Wie fühlt es sich eigentlich an, wenn man unter Depressionen leidet? Wie können Betroffene gesunden Menschen dieses Gefühl vermitteln: diese dunklen Phasen, das tiefe Loch, aus dem es kein Entrinnen zu geben scheint, die Traurigkeit und Existenzängste, die einen immer weiter herunterziehen... Auf Facebook macht derzeit ein Post zum Thema Depressionen die Runde, in dem sehr einfühlsam genau das versucht wird: Bilder dafür zu finden, die beschreiben, wie man sich das Leben mit dieser Krankheit vorzustellen hat.

Post über Depressionen: Es ist, als würde es jeden Tag schneien

Facebook-Userin Charlene Nguyen aus Kanada hat den Text eines anonymen Autors veröffentlicht, der mittlerweile fast 10.000 Mal geteilt wurde. Der Anlass des Textes steht kurz und knapp in der ersten Zeile (alle Passagen aus dem Post wurden aus dem Englischen ins Deutsche übersetzt): "Jetzt auch Anthony Bourdain." Gemeint ist der Suizid des US-amerikanischen Starkochs und Bestsellerautors Anthony Bourdain vom 8. Juni – doch auch der Freitod der Designerin Kate Spade vom 5. Juni wird im Text angesprochen. Beide Promis sollen unter Depressionen gelitten haben, weshalb die Krankheit derzeit wieder mehr in den Fokus der Öffentlichkeit rückt.

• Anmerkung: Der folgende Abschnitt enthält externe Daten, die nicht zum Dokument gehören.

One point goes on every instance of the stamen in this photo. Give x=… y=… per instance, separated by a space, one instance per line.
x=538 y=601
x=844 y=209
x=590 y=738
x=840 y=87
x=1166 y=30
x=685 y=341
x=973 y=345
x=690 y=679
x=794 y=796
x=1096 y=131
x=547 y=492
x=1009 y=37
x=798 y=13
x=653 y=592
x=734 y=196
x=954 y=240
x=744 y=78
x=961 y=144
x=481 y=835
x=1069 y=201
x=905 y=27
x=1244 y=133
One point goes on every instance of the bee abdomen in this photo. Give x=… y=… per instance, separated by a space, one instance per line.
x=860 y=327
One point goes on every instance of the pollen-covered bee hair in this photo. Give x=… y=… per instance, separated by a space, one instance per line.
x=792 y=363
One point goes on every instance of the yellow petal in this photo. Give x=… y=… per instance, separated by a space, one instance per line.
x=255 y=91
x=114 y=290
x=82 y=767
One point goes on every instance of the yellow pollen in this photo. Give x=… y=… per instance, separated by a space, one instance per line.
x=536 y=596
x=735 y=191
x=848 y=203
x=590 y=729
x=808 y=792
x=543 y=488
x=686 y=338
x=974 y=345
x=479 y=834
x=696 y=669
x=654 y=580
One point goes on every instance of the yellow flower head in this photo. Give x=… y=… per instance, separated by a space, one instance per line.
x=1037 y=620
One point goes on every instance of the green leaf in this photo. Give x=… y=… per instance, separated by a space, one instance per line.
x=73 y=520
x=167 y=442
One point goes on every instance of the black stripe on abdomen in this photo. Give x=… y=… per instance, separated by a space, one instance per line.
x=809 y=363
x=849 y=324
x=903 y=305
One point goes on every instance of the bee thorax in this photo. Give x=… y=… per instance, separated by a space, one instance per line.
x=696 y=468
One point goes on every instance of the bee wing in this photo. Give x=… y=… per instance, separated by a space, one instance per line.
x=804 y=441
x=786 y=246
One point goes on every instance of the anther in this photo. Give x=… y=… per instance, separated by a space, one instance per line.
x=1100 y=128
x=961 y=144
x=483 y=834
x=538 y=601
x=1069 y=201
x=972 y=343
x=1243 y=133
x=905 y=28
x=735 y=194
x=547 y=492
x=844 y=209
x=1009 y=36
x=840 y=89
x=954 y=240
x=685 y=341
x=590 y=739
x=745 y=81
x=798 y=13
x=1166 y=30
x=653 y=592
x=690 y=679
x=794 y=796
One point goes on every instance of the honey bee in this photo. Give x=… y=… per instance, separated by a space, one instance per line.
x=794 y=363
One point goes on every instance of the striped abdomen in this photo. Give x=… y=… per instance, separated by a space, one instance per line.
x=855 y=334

Und dann fährt der unbekannte Autor fort und schreibt: "Wenn du Depressionen hast, ist das so, als würde es jeden Tag schneien." Was für eine starke Metapher – denn mit diesem Bild können auch Nicht-Betroffene etwas anfangen: Schnee, der erst einmal nichts Bedrohliches hat, die Welt aber langsam und beständig einpudert, ihr ein anderes Gesicht gibt, eine melancholische Seite hervorbringt. Wir ahnen, was es heißt, wenn dieser Zustand zum Dauerzustand wird.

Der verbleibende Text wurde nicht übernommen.